Lire l’article sur le site Le Point

5 réponses

  1. La première tromperie est de présenter ces « tordus » (gauche en terme de métier signifie tordu) comme des « économistes » , « fumistes » serait plus approprié !

  2. S’attaquer à un tout petit groupe, étranger ou très petit en France, (les juifs, les riches, les aficionados de corrida, le climat – qui ne riposte pas et ne contredit pas -, et bien d’autres) est une tactique politique qui « paye et ne mange pas de pain » du moment qu’elle flatte une certaine majorité dont on cherche le vote, et satisfait sa rancoeur ou sa jalousie. Il suffit de trouver un slogan invérifiable par le commun des mortels mais qui impacte fortement sur le social. Rappelons nous les manifs d’Arlette Laguiller contre la spéculation, je suis certain que peu de manifestants auraient su définir ce que c’est. De plus, c’est une façon de masquer l’absence de propositions et de solutions concrètes de la part de ceux qui attaquent.
    Taxons les riches qu’ils disent, avec en sous entendu : les problèmes seront résolus et l’argent sera pour le peuple, c’est là le coeur de l’arnaque politicienne. Mais s’ils le font, c’est que ça marche, malheureusement, il suffit de voir l’effervescence médiatique autour de ce Zucman pour comprendre la méthode.

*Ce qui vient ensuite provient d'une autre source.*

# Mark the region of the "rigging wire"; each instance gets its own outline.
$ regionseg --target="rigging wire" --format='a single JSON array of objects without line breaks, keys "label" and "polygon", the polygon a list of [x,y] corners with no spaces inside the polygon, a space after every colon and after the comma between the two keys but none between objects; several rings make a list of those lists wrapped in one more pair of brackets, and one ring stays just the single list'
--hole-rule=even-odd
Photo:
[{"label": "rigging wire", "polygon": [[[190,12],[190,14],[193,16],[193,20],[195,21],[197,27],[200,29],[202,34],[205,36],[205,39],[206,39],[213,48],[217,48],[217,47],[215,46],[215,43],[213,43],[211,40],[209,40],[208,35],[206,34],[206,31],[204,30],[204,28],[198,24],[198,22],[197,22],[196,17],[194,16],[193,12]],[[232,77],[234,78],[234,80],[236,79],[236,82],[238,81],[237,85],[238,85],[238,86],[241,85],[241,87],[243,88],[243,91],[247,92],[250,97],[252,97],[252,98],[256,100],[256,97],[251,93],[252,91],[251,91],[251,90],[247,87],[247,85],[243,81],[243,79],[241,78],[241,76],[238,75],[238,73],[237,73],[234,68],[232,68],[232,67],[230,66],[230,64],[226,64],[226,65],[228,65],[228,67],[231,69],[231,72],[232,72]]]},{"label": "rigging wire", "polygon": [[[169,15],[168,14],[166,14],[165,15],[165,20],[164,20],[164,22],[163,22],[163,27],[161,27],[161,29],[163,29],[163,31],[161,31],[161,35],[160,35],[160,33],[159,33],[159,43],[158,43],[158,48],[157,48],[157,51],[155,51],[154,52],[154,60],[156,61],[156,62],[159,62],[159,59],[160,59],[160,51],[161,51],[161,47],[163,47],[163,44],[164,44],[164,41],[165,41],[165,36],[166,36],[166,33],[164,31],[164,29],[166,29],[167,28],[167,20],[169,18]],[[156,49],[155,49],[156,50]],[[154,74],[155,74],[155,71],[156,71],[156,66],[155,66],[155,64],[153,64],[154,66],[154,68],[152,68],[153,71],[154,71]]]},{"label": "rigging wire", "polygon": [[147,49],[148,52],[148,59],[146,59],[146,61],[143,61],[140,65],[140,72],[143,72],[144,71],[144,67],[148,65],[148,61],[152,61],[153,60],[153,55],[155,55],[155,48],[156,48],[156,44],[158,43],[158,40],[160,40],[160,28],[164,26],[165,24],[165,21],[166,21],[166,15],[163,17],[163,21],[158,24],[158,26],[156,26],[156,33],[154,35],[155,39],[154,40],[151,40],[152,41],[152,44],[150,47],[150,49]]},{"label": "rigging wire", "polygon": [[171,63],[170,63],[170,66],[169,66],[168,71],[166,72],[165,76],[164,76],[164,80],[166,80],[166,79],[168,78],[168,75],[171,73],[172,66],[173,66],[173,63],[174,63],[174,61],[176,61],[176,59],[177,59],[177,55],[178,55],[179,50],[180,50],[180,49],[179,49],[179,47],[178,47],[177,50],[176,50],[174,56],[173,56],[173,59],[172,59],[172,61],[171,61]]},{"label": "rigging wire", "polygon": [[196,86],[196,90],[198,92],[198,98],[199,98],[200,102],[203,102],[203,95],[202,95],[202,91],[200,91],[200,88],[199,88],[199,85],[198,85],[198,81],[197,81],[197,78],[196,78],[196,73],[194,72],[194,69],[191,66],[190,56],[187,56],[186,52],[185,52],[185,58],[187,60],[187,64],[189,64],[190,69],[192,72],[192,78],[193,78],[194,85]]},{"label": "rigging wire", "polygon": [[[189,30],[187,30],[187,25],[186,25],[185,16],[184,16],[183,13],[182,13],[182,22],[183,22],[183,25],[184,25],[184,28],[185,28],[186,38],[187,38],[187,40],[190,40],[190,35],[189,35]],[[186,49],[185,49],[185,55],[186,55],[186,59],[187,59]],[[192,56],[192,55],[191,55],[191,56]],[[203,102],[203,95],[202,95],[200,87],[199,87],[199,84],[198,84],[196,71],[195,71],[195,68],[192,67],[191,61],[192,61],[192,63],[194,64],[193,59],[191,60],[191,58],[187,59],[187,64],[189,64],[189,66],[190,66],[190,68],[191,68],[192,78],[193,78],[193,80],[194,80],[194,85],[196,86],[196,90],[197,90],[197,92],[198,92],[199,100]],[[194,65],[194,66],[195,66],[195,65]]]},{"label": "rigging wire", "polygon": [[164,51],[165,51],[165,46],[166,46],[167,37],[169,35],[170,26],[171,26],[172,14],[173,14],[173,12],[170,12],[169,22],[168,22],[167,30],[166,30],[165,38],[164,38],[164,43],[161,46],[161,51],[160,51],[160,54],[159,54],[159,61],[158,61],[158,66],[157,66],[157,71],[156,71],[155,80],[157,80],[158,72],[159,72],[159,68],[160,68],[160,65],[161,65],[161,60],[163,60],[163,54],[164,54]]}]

  3. Que dire d’autre que l’extrémisme n’est pas un des composants de l’intelligence , cela ce saurait .
    Ce jeune homme qui n’a jamais connu l’entreprise ne peut donc qu’entre apercevoir les dégâts que pourrait causer une telle taxe plus destructrice de richesse que riche de pouvoir de répartition.
    Conseillons lui la théorie de la relativité

  4. excellent article que vous devriez faire paraître dans les journaux.
    mes remarques
    les français confondent PNB et PiB ( somme nationales des valeurs ajoutées) . Si les frais nationaux publiques, qui ne contribuent pas au PIB mais en prélèvent 50%, augmentent de 100 pour les financer il faut actuellement en France un accroissement de 200 du PIB. En période de stagnation le cas est délicat. Le recours à l’impôt est un pis aller néfaste pour l’avenir.
    La seule voie aujourd’hui est de supprimer toutes les redondances, les gratuités et les organisations parapubliques inutiles. Il y a eu plein d’écrits sur ces sujets par des personnalités connues et reconnues. En plus, a titre personnel ont devrait réduire le nombre de ministères, un conseil à 40 ne sert à rien, le nombre de députés et de sénateurs.

  5. Les riches et les très riches paient effectivement beaucoup trop d’impôts mais certains très très riches très peu, car ils utilisent des techniques d’évasion dont a récemment parlé : loger ses actifs personnels (yacht, supercar, villa…) dans des holdings peu imposables, ne percevoir aucun revenu pour ne pas être imposable mais emprunter à la place pour ses dépenses courantes (!), surestimer les prix de cession entre filiales et maison mère (immatriculée dans un « paradis » fiscal) etc. A ce niveau d’imagination pour ne vraiment RIEN payer, çà devient du vice. Alors non à la taxe ZUCMAN mais le fisc devrait revoir la situation de ces personnes pour qu’elles paient en proportion de leur niveau de vie (les taxer sur les avantages en nature ?).